After a Hungarian restaurant went out of business on her street in 1994, food marketing specialist Patti Londre had an idea. Why not convert the building into a customized headquarters for her own company?
She had been thinking of moving her five-person firm into a larger space. And the vacant restaurant structure on Barham Boulevard in Los Angeles had one thing the foodie had long been coveting: a large kitchen that would allow the team to create recipes and photograph food for clients such as Kahlua and Dole.
But first there were some major hurdles to clear. At that time, the 4,000-square-foot building was, in Londre's words, "flooded, creepy and a wreck." A bad roof and faulty drainage had left part of the ceiling crumbling off in chunks.
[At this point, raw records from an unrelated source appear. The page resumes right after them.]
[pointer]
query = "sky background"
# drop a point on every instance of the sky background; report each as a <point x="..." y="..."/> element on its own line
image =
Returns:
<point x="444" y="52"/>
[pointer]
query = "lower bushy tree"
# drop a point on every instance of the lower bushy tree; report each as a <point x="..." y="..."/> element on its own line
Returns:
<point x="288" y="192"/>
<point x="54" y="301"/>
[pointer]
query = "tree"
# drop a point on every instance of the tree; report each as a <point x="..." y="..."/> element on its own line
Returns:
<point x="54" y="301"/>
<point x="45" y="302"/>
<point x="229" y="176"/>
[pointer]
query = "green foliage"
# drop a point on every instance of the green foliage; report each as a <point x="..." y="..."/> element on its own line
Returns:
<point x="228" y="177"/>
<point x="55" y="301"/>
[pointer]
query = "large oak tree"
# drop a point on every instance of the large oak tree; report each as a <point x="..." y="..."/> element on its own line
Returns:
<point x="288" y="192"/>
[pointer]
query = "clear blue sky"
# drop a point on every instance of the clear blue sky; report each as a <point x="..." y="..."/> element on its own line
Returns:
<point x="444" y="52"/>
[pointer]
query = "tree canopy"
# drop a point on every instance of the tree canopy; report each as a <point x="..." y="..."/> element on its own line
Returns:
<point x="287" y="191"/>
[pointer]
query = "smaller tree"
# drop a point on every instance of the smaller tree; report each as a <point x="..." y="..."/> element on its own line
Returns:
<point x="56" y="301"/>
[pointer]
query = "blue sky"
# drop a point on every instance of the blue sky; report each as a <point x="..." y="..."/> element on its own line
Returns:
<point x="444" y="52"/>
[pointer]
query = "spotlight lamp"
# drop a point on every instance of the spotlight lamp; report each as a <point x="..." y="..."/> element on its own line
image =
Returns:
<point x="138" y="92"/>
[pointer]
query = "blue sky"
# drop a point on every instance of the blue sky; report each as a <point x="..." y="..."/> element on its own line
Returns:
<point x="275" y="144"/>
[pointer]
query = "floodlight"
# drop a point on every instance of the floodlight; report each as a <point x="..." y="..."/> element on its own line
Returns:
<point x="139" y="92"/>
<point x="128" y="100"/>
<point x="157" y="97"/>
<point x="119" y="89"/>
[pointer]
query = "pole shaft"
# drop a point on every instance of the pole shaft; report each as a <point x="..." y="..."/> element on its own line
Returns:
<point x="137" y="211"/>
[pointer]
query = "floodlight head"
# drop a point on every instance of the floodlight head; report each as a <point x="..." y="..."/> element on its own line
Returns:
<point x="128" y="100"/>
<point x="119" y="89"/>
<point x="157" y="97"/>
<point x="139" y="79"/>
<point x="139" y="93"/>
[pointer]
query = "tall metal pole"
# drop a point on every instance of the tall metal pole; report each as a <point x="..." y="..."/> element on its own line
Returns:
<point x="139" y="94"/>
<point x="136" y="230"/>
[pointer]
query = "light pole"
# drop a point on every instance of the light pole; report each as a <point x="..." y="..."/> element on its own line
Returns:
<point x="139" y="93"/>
It lacked air conditioning, and the city was unwilling to give Londre Co. a permit for the huge commercial kitchen it desired.
"They weren't even going to let me have a stove," Londre recalled.
After months of battles with city officials, Londre succeeded in getting the project approved, not as an office, but as "a private kitchen." And she began work on the surrounding office, pumping all of her time and money into making the then-shabby space workable.
To create a lobby, Londre moved the front door and enclosed a gazebo. At one end, she installed a big picture window overlooking the kitchen. To make sure her view of the cooking was unobstructed from her office, she gave the room French doors.
"You don't want to close off the connection to the kitchen," said Londre, a former home economist. "That's the heart of the building."
To help pay for it all, she leased extra space to other entrepreneurs: a graphic designer, a courier firm and an architect. But the building still retains the flavor of her business, right down to the framed pictures of risotto and chocolate souffle, and a sign that mimics a boast at her favorite bakery: "fresh ideas daily."